Я как раз завершал уровень и бился с последней пехотой и остатками танковой дивизии противника. Вот еще что, на еду отвлекаться, подумал, было, я, но, видимо, после голодовки мною временно овладела какая-то животная жадность к еде и я, не отрываясь от экрана, сказал:
– Положи на столик. Я доиграю и поем.
Мизантропов оставил еду и, дребезжа тележкой, молча удалился. Я закончил уровень и только усилием воли отказался сразу же начать следующий, с трудом оторвавшись от клавиатуры и монитора. Подошел к столику и наспех перекусил. Все мои мысли были об игре. Пока я ел, мне в голову пришла довольно интересная и забавная идея. А что если в самом начале постройки базы, отстроив необходимые здания, бросить все силы на укрепление защиты и выстроить по переднему краю базы двойной ряд боевых башен, как противовоздушных, так и против земной техники и пехоты? Да, точно, возможно в этом и заключается весь секрет игры! При следующей мысли я возомнил себя самым настоящим гением компьютерных стратегий. Зачем тратить деньги на постройку стен, защищающих базу, когда можно наделать вокруг пустых хранилищ энергетической руды, что будет намного быстрее и дешевле, так как хранилище занимает больше места, чем доступная за раз часть стены и обладает большим запасом прочности! Пораженный догадками, я не допил сок, бросился к компьютеру и вновь перестал существовать для окружающей реальности.
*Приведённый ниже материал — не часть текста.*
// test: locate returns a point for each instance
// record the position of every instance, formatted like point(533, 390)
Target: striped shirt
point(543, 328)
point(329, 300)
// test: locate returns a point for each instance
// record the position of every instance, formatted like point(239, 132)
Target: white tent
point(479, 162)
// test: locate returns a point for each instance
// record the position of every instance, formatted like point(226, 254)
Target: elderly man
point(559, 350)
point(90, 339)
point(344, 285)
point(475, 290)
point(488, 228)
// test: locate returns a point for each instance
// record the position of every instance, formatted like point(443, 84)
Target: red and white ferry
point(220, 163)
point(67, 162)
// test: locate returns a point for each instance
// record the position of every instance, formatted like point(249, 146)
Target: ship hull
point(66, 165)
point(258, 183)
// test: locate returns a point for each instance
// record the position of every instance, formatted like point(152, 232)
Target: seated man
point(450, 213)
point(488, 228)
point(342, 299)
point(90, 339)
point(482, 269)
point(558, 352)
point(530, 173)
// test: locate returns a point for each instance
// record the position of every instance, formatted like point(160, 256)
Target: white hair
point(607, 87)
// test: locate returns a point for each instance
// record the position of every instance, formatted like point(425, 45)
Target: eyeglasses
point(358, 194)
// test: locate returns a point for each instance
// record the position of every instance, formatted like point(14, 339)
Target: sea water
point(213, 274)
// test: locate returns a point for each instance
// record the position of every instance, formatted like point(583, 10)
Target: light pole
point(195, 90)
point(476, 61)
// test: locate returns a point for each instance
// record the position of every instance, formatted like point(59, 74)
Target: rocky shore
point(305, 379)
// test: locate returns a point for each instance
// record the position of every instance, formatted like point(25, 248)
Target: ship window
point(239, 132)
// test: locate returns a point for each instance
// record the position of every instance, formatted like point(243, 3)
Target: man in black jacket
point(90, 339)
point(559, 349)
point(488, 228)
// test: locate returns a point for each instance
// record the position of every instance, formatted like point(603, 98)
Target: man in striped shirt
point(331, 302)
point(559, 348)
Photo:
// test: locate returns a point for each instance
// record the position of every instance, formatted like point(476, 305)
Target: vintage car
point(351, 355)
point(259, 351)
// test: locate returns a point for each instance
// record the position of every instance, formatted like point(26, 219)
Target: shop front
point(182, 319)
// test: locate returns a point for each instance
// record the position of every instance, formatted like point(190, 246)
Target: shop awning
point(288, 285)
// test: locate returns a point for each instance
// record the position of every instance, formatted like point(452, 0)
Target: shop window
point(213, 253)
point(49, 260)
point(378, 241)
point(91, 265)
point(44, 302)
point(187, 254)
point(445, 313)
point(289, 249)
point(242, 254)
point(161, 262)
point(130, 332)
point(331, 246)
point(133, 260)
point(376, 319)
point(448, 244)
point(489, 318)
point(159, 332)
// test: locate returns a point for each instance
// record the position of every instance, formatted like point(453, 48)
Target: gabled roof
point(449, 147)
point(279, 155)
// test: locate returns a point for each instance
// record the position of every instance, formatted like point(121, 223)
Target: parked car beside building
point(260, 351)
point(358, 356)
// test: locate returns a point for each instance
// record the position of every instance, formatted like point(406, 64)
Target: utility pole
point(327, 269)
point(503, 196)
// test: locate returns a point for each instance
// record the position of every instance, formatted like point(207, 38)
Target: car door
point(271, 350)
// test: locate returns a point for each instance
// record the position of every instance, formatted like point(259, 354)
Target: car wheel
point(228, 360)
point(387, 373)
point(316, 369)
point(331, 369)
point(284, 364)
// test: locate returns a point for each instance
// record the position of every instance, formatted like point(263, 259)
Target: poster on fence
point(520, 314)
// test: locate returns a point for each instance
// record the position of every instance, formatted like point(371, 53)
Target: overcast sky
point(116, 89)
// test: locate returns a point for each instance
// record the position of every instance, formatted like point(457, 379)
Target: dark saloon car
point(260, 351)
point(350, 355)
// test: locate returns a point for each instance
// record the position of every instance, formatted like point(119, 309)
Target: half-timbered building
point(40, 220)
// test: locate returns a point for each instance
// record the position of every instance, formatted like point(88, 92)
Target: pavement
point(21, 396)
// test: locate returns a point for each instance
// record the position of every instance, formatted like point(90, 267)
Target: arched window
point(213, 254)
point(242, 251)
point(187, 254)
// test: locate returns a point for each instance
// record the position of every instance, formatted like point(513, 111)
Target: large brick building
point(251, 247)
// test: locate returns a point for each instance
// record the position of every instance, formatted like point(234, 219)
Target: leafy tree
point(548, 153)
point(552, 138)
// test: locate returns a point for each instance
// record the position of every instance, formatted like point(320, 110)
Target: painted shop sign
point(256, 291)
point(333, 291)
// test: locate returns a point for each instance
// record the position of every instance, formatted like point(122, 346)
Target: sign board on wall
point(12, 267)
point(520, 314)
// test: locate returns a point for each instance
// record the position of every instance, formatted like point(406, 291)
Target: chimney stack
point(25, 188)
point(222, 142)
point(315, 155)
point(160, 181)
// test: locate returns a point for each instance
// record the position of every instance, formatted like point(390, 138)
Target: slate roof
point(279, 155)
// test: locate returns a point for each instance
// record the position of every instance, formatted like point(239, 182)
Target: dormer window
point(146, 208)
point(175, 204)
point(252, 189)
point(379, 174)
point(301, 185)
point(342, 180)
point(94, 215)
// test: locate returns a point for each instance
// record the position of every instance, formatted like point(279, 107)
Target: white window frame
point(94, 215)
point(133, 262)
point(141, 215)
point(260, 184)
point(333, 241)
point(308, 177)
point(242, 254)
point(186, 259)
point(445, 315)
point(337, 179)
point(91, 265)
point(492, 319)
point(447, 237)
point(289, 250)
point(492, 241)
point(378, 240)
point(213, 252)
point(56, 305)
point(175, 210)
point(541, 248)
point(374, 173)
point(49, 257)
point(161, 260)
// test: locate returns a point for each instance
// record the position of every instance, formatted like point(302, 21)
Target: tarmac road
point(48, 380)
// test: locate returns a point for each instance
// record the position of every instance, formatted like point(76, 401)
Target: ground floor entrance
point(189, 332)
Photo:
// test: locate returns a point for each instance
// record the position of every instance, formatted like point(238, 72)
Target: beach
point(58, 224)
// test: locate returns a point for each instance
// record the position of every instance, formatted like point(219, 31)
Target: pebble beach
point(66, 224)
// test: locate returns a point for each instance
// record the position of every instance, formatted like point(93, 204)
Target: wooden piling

После ужина я по-прежнему сидел у компьютера и вовсю воевал на два фронта. Сложность уровня заключалось в том, что мои враги призвали себе на помощь внеземную расу, обладающую передовыми технологиями с самого начала уровня, и теперь последние с фантастической скоростью отстраивали себе базу и всячески вредили мне, уничтожая моих добытчиков энергетической руды. Мне все не удавалось уследить за ними и приходилось тратить руду на создание новых добытчиков, а ее у меня оставалось все меньше и меньше. Новых поступлений, соответственно, не было, так как добытчики гибли, не успев нагрузиться рудой. Позади уже два часа игры, а ситуация складывалась тупиковая. Начинать уровень сначала мне не хотелось. Когда очередной мой добытчик был самым скотским и издевательским образом уничтожен всего лишь одним гранатометчиком инопланетян, я в раздражении трахнул кулаком по столу так, что клавиатура и мышка подпрыгнули.
– И снова здравствуйте, 639, – промурлыкал голос за спиной.
Я огляделся. Увлеченный игрой, я и не заметил, как ко мне в палату вошел доктор Зизимор в сопровождении Мизантропова.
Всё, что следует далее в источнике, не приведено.